La haine que les mahométans portaient au chef des Sikhs est exprimée de la manière la plus plaisante et la plus curieuse par une anecdote que raconte Burnes. Un envoyé de Kélat était venu pour lui faire visite, et Burnes lui montrait des portraits avec des costumes asiatiques : « Il était si enchanté, dit-il, qu’il en faisait littéralement des sauts de joie.

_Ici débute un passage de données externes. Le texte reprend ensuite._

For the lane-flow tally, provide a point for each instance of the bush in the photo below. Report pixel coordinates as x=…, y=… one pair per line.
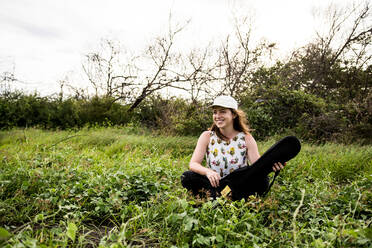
x=275, y=110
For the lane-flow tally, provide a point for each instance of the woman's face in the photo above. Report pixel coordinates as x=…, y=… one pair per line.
x=222, y=117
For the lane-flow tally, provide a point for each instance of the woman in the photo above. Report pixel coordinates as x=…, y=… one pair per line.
x=228, y=146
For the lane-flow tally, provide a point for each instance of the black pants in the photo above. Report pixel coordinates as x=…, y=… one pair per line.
x=247, y=180
x=252, y=185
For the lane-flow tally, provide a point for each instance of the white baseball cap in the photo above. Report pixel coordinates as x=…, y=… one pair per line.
x=226, y=102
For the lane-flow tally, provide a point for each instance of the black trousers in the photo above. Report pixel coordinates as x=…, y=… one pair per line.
x=252, y=185
x=248, y=180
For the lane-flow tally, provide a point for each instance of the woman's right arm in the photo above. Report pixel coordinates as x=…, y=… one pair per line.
x=197, y=158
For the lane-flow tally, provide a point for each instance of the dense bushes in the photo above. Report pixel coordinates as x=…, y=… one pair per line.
x=270, y=111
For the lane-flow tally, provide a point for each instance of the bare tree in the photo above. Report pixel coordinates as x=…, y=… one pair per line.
x=197, y=73
x=107, y=74
x=239, y=60
x=161, y=58
x=347, y=37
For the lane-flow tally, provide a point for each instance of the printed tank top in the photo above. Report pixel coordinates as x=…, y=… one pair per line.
x=226, y=156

En voyant le portrait de Runjeet-Singh, il s’écria « Comment ! tu es si petit et si aveugle que cela, et tu jettes un pareil trouble dans le monde ? » Et, se tournant vers le portrait d’un homme de Pechawir, il lui dit : « Et toi, misérable, pourquoi n’arraches-tu pas le cœur à ce Sikh ? » Et alors, plaçant les deux portraits en face l’un de l’autre, il reprit : « Regarde ce diminutif d’infidèle, regarde-le bien, tue-le. Ne voudrais-tu pas être aussi près de lui que tu l’es maintenant ? » — Et tout ceci était dit avec une rage qui rendait la scène très amusante et très burlesque. »

Ayant un ennemi plus puissant que lui sur une de ses frontières, Dost-Mohammed devait naturellement avoir pour politique de se chercher des alliés sur son autre frontière, et se tourner vers la Perse ; mais, de ce côté encore, la nationalité et la religion s’opposaient à une alliance sincère et durable entre les deux états. La Perse avait été autrefois maîtresse de l’Afghanistan, et n’avait jamais renoncé à l’espoir de le reconquérir. Cependant comme il y avait, entre le chef de Caboul et le chef de Hérat, inimitié de dynastie, Dost-Mohammed eût pu devenir l’allié du roi de Perse et l’aider à soumettre cette ville célèbre de Hérat, si la diversité des religions n’eût pas mis entre eux un obstacle presque insurmontable. Les Afghans et les Persans sont mahométans, mais de deux sectes différentes ; les premiers sont shiites, les seconds sunnites ; et de même que les Sikhs sont, aux yeux de ces deux peuples, des infidèles, les Persans et les Afghans sont, les uns pour les autres, des hérétiques.